7.2 Probit and Logit

SW 11.2, 11.3

Let’s start this section with probit. A probit model arises from setting

\[ \mathrm{P}(Y=1|X_1,X_2,X_3) = \Phi(\beta_0 + \beta_1 X_1 + \beta_2 X_2 + \beta_3 X_3) \] where \(\Phi\) is the cdf of a standard normal random variable. This is a nonlinear model due to \(\Phi\) making the model nonlinear in parameters.

Using \(\Phi\) (or any cdf) here has a useful property that no matter what value the “index” \(\beta_0 + \beta_1 X_1 + \beta_2 X_2 + \beta_3 X_3\) takes on, the cdf is always between 0 and 1. This implies that we cannot get predicted probabilities outside of 0 and 1.

Thus, this circumvents the problems with the linear probability model. That said, there are some things we have to be careful about. First, as usual, we are interested in partial effects rather than the parameters themselves. But partial effects are more complicated here. Notice that

\[ \begin{aligned} \frac{ \partial \, P(Y=1|X_1,X_2,X_3)}{\partial \, X_1} &= \frac{\partial \, \Phi(\beta_0 + \beta_1 X_1 + \beta_2 X_2 + \beta_3 X_3)}{\partial \, X_1} \\ &= \phi(\beta_0 + \beta_1 X_1 + \beta_2 X_2 + \beta_3 X_3) \beta_1 \end{aligned} \] where \(\phi\) is the pdf of a standard normal random variable. And the second equality requires using the chain rule — take the derivative of the “outside” (i.e., \(\Phi\)) and then the derivative of the “inside” with respect to \(X_1\). Notice that this partial effect is more complicated that in the case of the linear models that we have mainly considered — it involves \(\phi\), but more importantly it also depends on the values of all the covariates. In other words, the partial effect of \(X_1\) can vary across different values of \(X_1\), \(X_2\), and \(X_3\).
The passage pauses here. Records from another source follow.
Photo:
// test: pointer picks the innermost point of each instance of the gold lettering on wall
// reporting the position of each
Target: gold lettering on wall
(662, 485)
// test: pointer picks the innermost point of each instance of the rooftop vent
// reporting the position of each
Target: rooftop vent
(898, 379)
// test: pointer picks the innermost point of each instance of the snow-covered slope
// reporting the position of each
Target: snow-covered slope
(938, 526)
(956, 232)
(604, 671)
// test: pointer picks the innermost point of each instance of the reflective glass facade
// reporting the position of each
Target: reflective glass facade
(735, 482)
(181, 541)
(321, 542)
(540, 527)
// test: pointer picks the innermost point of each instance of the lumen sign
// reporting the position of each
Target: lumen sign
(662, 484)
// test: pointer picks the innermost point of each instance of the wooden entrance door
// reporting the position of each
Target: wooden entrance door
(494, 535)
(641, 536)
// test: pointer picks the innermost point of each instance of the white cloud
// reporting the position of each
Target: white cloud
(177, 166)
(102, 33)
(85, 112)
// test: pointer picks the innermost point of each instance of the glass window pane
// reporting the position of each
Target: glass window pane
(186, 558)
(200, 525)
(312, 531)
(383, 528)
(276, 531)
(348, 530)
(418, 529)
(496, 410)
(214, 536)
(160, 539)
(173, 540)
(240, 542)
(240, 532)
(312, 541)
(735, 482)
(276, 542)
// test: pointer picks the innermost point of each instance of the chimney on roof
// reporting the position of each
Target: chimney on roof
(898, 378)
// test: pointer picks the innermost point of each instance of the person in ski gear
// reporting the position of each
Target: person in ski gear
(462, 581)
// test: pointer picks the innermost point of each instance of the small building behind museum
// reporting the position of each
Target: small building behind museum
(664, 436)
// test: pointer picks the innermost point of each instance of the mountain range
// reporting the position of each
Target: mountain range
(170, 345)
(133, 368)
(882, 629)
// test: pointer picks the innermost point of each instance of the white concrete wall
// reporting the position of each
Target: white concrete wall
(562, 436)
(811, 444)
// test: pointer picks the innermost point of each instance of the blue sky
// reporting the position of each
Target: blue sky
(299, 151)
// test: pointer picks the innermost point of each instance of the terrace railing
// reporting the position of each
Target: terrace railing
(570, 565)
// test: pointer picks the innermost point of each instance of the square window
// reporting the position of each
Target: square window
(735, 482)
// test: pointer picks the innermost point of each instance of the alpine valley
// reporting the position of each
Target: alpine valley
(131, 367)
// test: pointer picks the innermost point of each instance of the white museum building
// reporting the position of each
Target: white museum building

Logit is conceptually similar to probit, but instead of using \(\Phi\), Logit uses the logistic function \(\Lambda(z) = \frac{\exp(z)}{1+\exp(z)}\). The logistic function has the same important properties as \(\Phi\): (i) \(\Lambda(z)\) is increasing in \(z\), (ii) \(\Lambda(z) \rightarrow 1\) as \(z \rightarrow \infty\), and (iii) \(\Lambda(z) \rightarrow 0\) as \(z \rightarrow -\infty\). Thus, in a logit model,

\[ \begin{aligned} \mathrm{P}(Y=1 | X_1, X_2, X_3) &= \Lambda(\beta_0 + \beta_1 X_1 + \beta_2 + \beta_3 X_3) \\ &= \frac{\exp(\beta_0 + \beta_1 X_1 + \beta_2 X_2 + \beta_3 X_3)}{1+\exp(\beta_0 + \beta_1 X_1 + \beta_2 X_2 + \beta_3 X_3)} \end{aligned} \]


Because probit and logit models are nonlinear, estimation is more complicated than for the linear regression models that we were studying before. In particular, we cannot write down a formula like \(\hat{\beta}_1 = \textrm{something}\).

Instead, probit and logit models are typically esetimated through an approach called maximum likelihood estimation. Basically, the computer will solve an optimization problem trying to choose the “most likely” values of the parameters given the data that you have. It turns out that this particular optimization problem is actually quite easy for the computer to solve — even though estimating the parameters is more complicated than for linear regression, it will still feel like R can estimate a probit or logit model pretty much instantly.